Use Kafka when replay, retention, stream processing, and high throughput matter. Use SQS when managed queue simplicity is enough.

Advanced Caching

Global caching includes CDN edge caches, regional caches, application caches, and database caches. Choose invalidation from the product risk:

TTL for content that can be briefly stale.
Write-through for data that must be fresh in cache after writes.
Event-based invalidation for profile, permission, or inventory changes.
Stale-while-revalidate for fast reads with background refresh.

Cache hot keys carefully. A single viral object can overload one shard unless you replicate it, split it, or serve it from edge caches.

Walkthrough: Twitter/X Feed

Requirements: users post short messages, follow others, view a home timeline, receive near-real-time updates, and search public posts. Assume 500 million users, 100 million daily active users, 6,000 posts per second at peak, and far more reads than writes.

Data model: users, follows, posts, media metadata, timelines, likes, and search documents.

Architecture: post creation writes to the posts store and emits post_created to Kafka. A fanout service pushes the post ID into follower home timelines for normal accounts. Celebrity accounts use fanout-on-read or hybrid fanout to avoid writing to millions of timelines. Timeline reads fetch post IDs from a fast store, hydrate post/user data, and cache the result.

Real-time updates: WebSocket or SSE connections subscribe to update channels. The system sends lightweight “new posts available” events rather than pushing huge timelines.

Search: public posts are consumed from Kafka, normalized, and indexed into a search system. The search engine uses inverted indexes, BM25-style scoring, freshness boosts, and ranking features. Search is eventually consistent; posting should not wait for search indexing.

Reliability: if fanout lags, users still see older timelines and can refresh later. If search indexing fails, posting continues. If Redis timeline cache is down, fall back to timeline storage with higher latency.

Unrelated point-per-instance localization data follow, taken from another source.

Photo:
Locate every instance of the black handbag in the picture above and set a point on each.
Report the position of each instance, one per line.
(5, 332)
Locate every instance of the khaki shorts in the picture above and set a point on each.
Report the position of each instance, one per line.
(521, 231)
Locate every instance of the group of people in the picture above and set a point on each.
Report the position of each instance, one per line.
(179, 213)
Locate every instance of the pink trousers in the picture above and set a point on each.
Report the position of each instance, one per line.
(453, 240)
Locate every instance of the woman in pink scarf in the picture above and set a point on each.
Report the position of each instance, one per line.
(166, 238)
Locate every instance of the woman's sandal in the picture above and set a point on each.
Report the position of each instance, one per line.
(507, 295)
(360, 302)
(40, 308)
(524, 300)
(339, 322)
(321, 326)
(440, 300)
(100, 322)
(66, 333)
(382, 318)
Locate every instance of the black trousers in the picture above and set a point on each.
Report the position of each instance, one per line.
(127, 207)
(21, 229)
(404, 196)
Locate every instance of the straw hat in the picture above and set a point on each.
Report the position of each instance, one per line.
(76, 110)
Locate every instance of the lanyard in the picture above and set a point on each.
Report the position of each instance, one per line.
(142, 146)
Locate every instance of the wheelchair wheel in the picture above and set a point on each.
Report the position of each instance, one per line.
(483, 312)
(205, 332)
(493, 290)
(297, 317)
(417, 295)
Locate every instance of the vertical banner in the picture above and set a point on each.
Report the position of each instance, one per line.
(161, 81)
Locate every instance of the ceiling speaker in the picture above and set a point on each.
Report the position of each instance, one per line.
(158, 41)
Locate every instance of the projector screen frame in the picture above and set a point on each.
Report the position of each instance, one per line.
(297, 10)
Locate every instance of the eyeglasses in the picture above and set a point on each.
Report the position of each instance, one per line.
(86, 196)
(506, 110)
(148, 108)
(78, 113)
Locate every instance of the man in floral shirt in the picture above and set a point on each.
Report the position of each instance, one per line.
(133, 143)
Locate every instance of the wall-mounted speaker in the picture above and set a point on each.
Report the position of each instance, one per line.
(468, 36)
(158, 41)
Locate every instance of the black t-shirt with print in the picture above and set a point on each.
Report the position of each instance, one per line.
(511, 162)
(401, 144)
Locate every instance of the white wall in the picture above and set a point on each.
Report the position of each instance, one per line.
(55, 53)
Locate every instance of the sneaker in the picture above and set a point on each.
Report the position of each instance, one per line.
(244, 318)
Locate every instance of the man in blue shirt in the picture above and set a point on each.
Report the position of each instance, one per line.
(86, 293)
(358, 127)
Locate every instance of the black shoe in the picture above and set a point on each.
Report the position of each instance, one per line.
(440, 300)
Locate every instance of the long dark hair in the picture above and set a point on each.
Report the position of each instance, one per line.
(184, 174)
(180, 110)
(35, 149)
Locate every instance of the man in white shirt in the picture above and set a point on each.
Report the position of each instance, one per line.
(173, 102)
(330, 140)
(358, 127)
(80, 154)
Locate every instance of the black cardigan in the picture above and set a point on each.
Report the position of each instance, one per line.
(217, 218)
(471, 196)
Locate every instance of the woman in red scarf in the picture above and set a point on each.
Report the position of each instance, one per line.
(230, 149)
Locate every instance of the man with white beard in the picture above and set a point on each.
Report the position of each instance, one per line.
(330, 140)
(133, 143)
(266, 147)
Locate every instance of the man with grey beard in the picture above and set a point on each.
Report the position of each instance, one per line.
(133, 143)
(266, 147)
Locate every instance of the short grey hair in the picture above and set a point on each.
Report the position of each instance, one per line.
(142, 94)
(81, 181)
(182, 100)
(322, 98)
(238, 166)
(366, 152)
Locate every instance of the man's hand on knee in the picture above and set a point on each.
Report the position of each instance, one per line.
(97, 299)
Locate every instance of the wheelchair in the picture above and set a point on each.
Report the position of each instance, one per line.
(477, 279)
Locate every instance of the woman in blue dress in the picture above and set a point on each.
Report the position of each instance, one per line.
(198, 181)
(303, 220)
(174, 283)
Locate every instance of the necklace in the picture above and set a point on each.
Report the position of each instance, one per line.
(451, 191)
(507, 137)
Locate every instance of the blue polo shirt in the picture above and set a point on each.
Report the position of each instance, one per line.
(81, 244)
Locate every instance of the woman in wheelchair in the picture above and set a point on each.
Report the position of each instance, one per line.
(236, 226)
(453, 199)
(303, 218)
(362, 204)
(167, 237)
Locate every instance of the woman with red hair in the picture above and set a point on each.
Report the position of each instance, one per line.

Global AI Infrastructure Pattern

For AI APIs, route users to the nearest compliant region. Keep tenant data, embeddings, logs, and backups inside required jurisdictions. Use active-active stateless gateways, regional inference pools, regional queues, and globally replicated control-plane metadata where safe. Avoid cross-region synchronous calls on the hot path unless consistency requires them.

Design Checklist

Use CAP and PACELC to explain behavior during and outside partitions.
Know when Raft quorum prevents writes.
Choose Kafka for replayable streams, not every queue.
Do not claim exactly-once for external side effects without idempotency.
Design cache invalidation from product correctness requirements.
Use hybrid fanout for feed systems with celebrity accounts.
Keep global hot paths regional when latency matters.

Interview Practice

Explain PACELC with a multi-region user profile service.
What happens to a Raft cluster when it loses quorum?
What ordering does Kafka guarantee?
Why does Kafka exactly-once not guarantee exactly-once emails?
Design cache invalidation for user permissions.
How would you handle celebrity accounts in a Twitter-style feed?
Why should search indexing be asynchronous from posting?
How do data residency requirements change global AI infrastructure?